Compassion is at Our Core
In a world where you can be anything, be kind. Unless you can be a unicorn, then be a unicorn.
Teeshirt Philosophy
Conventions don’t usually interest me. Too noisy, too many people, too much rah rah without a lot of digging deep. But last night was different, because Democrats are fighting for our lives, our democracy, our values, and everyone was willing to own what we believe in our core. Caring for each other is foundational to being a Democrat. It seems like every time Republicans use to come out swinging with epitaphs like “bleeding heart liberal,” or “socialist,” we’d run for the hills. It’s as if we’ve bought into the Republican value of being tough, uncaring, and independent, but all that changed Monday night. Being a Democrat, is at its core, about creating policies and programs based on caring for our fellow human beings and our planet.
Compassion maybe a noun, but caring is a verb. Compassion requires action. When I say, we are here to care for each other and the world, I’m not talking about warm and fuzzy feelings. Feelings don’t get the work done. My 95-year-old mother with dementia hates taking a bath. I can have all the warm and fuzzy, lovey-dovey feelings about her in the world – none of them get her into the shower. Caring for her means coaxing, cajoling, pushing and pulling to do the work of getting her bathed.
Caring requires voting, but it requires so much more. Yes, we need to be the party that shows up at town halls and writes letters to the editor, but also the party that marches with Black Lives Matter, that demands our candidates support women’s reproductive freedom, that gets out into our neighborhoods to actually talk and work for the people we profess to be represent. Caring is why we wear masks, why we pay our taxes, why we support science and small businesses, why we want not just equality for all, but equity. Caring means that we don’t accept 170,000 deaths from Covid-19 as “it is what it is.” Caring means we can’t just allow a disproportionate number for people of color to die from Covid-19. We have to do something to change that now.
Don’t get me wrong.

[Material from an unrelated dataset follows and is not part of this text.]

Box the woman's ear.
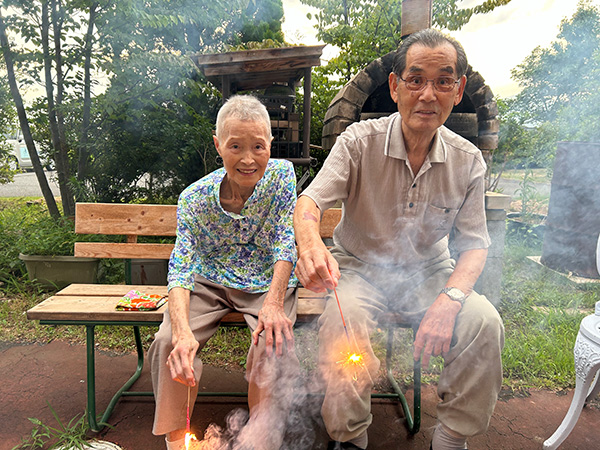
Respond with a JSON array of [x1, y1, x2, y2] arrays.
[[213, 135, 220, 153]]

I’m not talking about saviorism. We aren’t a bunch of good middle-class mostly white folk, who are here to lift up the masses and feel good about ourselves. We create a social safety net, not just for others but for ourselves. I might currently be doing okay, able to pay my taxes and give some donations, but certainly that wasn’t always the case and it might not always be the case in the future. Unless you’re terribly lucky and part of the 1%, at some time in your life you may need that safety net – that thing caring societies create for everyone. More than that though, is the realization that we all benefit when we live in a society were people have equal footing, truly equal opportunity, equal privilege, and equal justice under the law. Creating that society requires working to end systemic racism, to end sexism, homophobia, xenophobia. It requires ending poverty, income and wealth inequality, and environmental catastrophe (or at least slowing that down before it’s too late.) That requires work, but first we need to openly care. The opening night of the Democratic National Convention proclaimed that care. It is as Michelle Obama said, “This is who we still are: compassionate, resilient, decent people whose fortunes are bound up with one another. And it is well past time for our leaders to once again reflect our truth.”
Caring is hard – which might be why so few Republicans are doing it. But it’s the only way we can save democracy, the planet, and each other. It’s the only way we have to work for justice, equality, and inclusivity. It’s the only way we get everyone educated, informed, and using their talents for the common good. It’s the only way we have to become fully human – by doing the hard work of compassion. So, let’s proclaim loud and clear that compassion is foundational to being a Democrat and let’s elect leaders who reflect that.